Lego is known for witty advertising especially in the print genre (look up the logos of popular TV shows it made using signature blocks!), but this effort is a new landmark in ambient advertisements. Expectedly, it has earned high praise from tech gurus, marketers and of course film fans, and all of it is deserved. The reason? It’s that ‘big idea’ executed.
Surely, the first spark of ‘Let’s stick 20,000 Star Wars Lego pieces and create an organ that makes music’ would’ve caused hilarity, but the agency knows better that it takes something as unbelievable as this to further the image and tagline of the brand – ‘create the impossible’. The process, as a video explains, involved translating the theme tune into a matrix, transferring it to the barrel and sticking the Lego pieces precisely so they hit the right notes when the barrel circles toward the keyboard.
The campaign that involved so much precision wouldn’t overlook the marketing aspect in it.
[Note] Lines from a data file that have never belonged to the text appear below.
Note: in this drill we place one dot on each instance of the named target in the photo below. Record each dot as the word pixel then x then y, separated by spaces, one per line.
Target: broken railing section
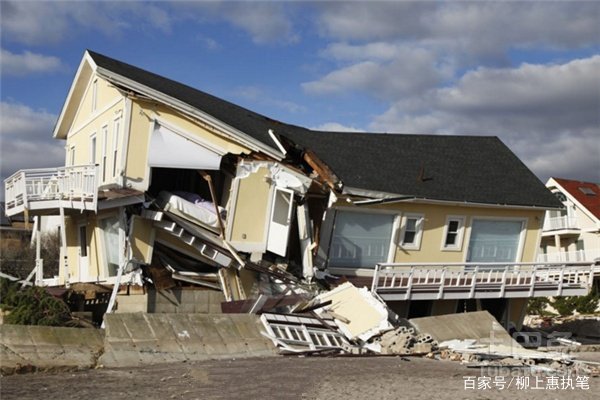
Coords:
pixel 344 320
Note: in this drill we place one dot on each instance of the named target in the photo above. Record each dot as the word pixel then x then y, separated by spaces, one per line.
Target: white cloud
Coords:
pixel 476 26
pixel 258 96
pixel 27 139
pixel 265 21
pixel 44 22
pixel 28 63
pixel 547 114
pixel 412 70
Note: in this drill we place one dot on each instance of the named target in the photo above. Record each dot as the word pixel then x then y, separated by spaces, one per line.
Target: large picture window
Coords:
pixel 360 239
pixel 495 240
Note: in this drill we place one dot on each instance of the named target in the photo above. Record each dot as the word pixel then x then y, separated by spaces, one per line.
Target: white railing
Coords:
pixel 480 280
pixel 558 223
pixel 76 183
pixel 570 256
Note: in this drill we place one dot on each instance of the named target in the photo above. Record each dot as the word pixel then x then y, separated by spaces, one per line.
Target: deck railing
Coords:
pixel 76 184
pixel 571 256
pixel 480 280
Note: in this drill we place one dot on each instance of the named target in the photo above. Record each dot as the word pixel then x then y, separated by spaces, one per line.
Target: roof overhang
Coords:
pixel 375 197
pixel 220 127
pixel 553 183
pixel 85 71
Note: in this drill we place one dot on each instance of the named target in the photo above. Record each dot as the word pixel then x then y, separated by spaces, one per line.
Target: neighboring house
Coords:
pixel 194 189
pixel 573 232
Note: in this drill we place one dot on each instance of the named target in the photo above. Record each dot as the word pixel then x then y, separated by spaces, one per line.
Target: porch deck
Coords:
pixel 44 191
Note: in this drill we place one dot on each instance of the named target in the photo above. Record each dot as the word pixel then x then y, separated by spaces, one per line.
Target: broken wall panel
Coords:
pixel 361 315
pixel 262 205
pixel 142 239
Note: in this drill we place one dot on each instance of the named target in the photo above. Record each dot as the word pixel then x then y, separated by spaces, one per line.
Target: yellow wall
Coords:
pixel 143 116
pixel 96 260
pixel 435 218
pixel 102 122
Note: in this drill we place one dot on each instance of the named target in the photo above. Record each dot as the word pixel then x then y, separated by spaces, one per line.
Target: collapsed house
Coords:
pixel 167 186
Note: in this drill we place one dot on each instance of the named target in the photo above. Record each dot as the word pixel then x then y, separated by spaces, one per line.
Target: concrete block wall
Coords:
pixel 139 338
pixel 47 347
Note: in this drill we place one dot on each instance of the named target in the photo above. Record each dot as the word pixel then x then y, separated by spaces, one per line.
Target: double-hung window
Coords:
pixel 412 231
pixel 93 143
pixel 453 233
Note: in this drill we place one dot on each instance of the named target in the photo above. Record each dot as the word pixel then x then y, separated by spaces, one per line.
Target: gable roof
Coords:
pixel 586 193
pixel 474 169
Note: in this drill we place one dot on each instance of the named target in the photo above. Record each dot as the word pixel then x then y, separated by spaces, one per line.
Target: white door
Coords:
pixel 83 254
pixel 281 217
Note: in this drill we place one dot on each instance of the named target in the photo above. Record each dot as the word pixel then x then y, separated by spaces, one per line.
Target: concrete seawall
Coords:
pixel 45 347
pixel 138 339
pixel 134 339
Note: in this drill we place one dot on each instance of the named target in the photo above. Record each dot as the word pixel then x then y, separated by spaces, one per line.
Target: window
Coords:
pixel 117 129
pixel 360 239
pixel 110 236
pixel 94 94
pixel 453 233
pixel 495 240
pixel 411 232
pixel 104 165
pixel 93 149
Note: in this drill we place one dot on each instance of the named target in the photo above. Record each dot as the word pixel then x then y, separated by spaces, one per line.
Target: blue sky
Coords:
pixel 528 72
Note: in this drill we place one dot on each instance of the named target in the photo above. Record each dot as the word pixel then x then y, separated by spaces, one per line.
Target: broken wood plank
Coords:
pixel 323 170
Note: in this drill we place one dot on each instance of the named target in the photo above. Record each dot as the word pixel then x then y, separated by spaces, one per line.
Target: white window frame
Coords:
pixel 116 136
pixel 459 233
pixel 104 158
pixel 72 155
pixel 93 148
pixel 393 237
pixel 416 245
pixel 94 94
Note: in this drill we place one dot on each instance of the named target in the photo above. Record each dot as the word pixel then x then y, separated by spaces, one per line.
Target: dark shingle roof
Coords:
pixel 476 169
pixel 586 193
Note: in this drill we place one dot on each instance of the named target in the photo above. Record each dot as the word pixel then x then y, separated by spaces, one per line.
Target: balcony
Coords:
pixel 47 189
pixel 560 224
pixel 570 256
pixel 481 281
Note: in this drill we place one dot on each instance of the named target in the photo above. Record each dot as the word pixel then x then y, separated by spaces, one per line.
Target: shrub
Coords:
pixel 32 306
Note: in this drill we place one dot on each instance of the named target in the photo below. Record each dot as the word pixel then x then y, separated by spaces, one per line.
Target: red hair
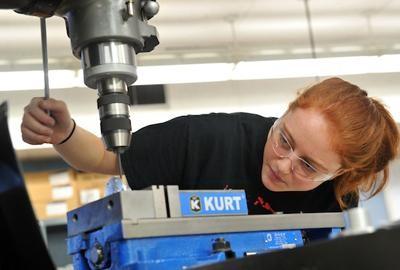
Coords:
pixel 364 135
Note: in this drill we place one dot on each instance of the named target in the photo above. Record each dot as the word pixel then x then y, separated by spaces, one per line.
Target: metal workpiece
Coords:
pixel 130 205
pixel 227 224
pixel 144 213
pixel 174 203
pixel 356 222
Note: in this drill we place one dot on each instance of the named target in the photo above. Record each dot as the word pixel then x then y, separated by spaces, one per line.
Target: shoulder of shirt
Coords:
pixel 234 116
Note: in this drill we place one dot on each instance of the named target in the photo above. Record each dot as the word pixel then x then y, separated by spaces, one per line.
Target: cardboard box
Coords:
pixel 56 209
pixel 46 187
pixel 52 194
pixel 90 186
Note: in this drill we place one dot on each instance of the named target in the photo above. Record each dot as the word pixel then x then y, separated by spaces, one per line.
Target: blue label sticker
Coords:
pixel 204 203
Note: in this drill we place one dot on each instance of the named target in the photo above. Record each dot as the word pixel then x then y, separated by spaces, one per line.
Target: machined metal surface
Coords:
pixel 108 59
pixel 206 225
pixel 143 213
pixel 117 140
pixel 127 205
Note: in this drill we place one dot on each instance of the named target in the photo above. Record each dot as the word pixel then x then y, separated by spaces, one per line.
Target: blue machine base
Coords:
pixel 106 249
Once the special Lego blocks caught the fancy of the young and old alike, they had a QR code to scan and buy the product. We’re giving this the ‘Greatest Call-to-Action’ of the year award!
The last time we saw a campaign so minutely executed, it involved sticking sesame seeds atop Wimpy’s burgers to make a Braille message for the blind! Don’t ask if that made news too.
Our marketers, who’re getting increasingly obsessive about tagging their brands with Bollywood’s biggies these days, could do with such gigantic thoughts, and so could the film’s producers, who have the power to create something like this at a fraction of their budgets! May the force be with them!